Just before dawn on Friday, few people were sleeping at the evacuation center, instead crowding around a television showing local news, with images of flames juxtaposed with names of the dead from Wednesday’s shooting.

The response to the shooting has moved rapidly, as if the community had learned from every other one that had gone through a similar tragedy. The city held a prayer vigil at the Thousand Oaks art center Thursday night, where hundreds of residents held plastic battery-operated candles. There were already T-shirts memorializing the shooting.

“This is just a beginning, many many families are affected,” said Mayor Andy Fox, whose voice broke with tears as he spoke. “Communities coming together make a difference. We will be strong because we have to be.”

The Ventura County medical examiner released the names of the victims Friday morning. With thousands evacuated in Thousand Oaks and dozens of homes destroyed, the fast-burning fire was still threatening to burn more in the city, and will likely delay funerals for the victims.

On Friday afternoon, open flames shot smoke into the air near the Thousand Oaks Teen Center, where people were taking shelter from the fire.
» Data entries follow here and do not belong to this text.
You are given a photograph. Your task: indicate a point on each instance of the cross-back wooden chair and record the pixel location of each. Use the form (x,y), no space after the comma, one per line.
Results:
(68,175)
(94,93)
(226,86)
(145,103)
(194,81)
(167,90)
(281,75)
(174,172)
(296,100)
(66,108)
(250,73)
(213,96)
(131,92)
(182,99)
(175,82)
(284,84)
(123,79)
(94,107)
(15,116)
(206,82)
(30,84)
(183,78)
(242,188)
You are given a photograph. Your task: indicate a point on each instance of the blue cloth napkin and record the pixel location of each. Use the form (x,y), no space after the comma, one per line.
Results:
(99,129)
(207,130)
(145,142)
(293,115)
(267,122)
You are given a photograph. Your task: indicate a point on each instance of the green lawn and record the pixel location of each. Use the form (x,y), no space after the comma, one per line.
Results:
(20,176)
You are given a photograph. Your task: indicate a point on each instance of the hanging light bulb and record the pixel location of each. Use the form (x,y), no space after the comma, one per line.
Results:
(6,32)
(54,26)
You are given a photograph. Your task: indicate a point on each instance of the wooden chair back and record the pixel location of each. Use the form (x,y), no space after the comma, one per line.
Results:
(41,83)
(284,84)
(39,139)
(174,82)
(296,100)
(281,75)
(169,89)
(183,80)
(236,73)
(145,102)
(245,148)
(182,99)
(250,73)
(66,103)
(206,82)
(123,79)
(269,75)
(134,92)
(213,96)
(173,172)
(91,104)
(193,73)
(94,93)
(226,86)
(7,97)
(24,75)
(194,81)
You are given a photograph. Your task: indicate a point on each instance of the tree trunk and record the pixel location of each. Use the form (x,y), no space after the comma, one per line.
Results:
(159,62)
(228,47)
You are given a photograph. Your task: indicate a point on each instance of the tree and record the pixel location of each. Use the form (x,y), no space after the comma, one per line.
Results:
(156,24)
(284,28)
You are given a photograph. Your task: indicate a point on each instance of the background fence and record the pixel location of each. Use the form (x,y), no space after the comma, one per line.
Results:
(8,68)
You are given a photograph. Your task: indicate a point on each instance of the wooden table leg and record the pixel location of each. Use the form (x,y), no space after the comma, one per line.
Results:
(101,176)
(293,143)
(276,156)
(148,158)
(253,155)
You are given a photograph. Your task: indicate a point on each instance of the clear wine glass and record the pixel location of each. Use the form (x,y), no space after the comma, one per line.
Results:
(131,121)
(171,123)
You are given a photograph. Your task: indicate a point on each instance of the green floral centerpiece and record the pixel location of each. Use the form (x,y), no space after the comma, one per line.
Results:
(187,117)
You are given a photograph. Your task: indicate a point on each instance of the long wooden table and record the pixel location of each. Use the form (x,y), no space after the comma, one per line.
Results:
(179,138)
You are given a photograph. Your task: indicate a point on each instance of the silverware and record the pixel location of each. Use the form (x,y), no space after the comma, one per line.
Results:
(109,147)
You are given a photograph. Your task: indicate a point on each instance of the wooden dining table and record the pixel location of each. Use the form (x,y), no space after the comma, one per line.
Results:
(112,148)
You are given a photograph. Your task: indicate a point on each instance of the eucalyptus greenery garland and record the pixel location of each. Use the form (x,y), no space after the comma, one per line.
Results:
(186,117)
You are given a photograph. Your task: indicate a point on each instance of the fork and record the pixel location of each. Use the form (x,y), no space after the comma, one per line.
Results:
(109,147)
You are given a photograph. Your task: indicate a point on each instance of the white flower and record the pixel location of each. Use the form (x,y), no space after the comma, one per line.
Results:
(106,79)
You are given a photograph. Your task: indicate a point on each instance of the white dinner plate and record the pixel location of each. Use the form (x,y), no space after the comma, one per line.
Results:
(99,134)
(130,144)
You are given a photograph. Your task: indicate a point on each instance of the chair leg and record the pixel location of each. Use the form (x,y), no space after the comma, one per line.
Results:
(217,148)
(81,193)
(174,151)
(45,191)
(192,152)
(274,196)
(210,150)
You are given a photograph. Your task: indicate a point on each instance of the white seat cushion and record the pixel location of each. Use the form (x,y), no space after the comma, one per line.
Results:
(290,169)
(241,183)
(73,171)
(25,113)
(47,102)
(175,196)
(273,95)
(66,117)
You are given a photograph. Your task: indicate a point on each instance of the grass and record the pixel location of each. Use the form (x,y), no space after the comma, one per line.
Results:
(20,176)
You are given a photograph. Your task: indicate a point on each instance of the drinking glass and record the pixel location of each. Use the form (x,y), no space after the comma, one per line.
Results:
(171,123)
Many businesses throughout town were closed and it was unclear if the shelter itself would need to be evacuated.

Lonnie Schrader, a pastor, said he and his family were hosting acquaintances who were evacuated from their homes. He expressed shock that the community had to pivot so quickly from Wednesday night’s shooting to fire preparation.

“Because it’s an emergency, you have to suck it up and do what you can, and you put your emotions on a shelf a little bit to process later,” he said. “I don’t know what in the world is going on.”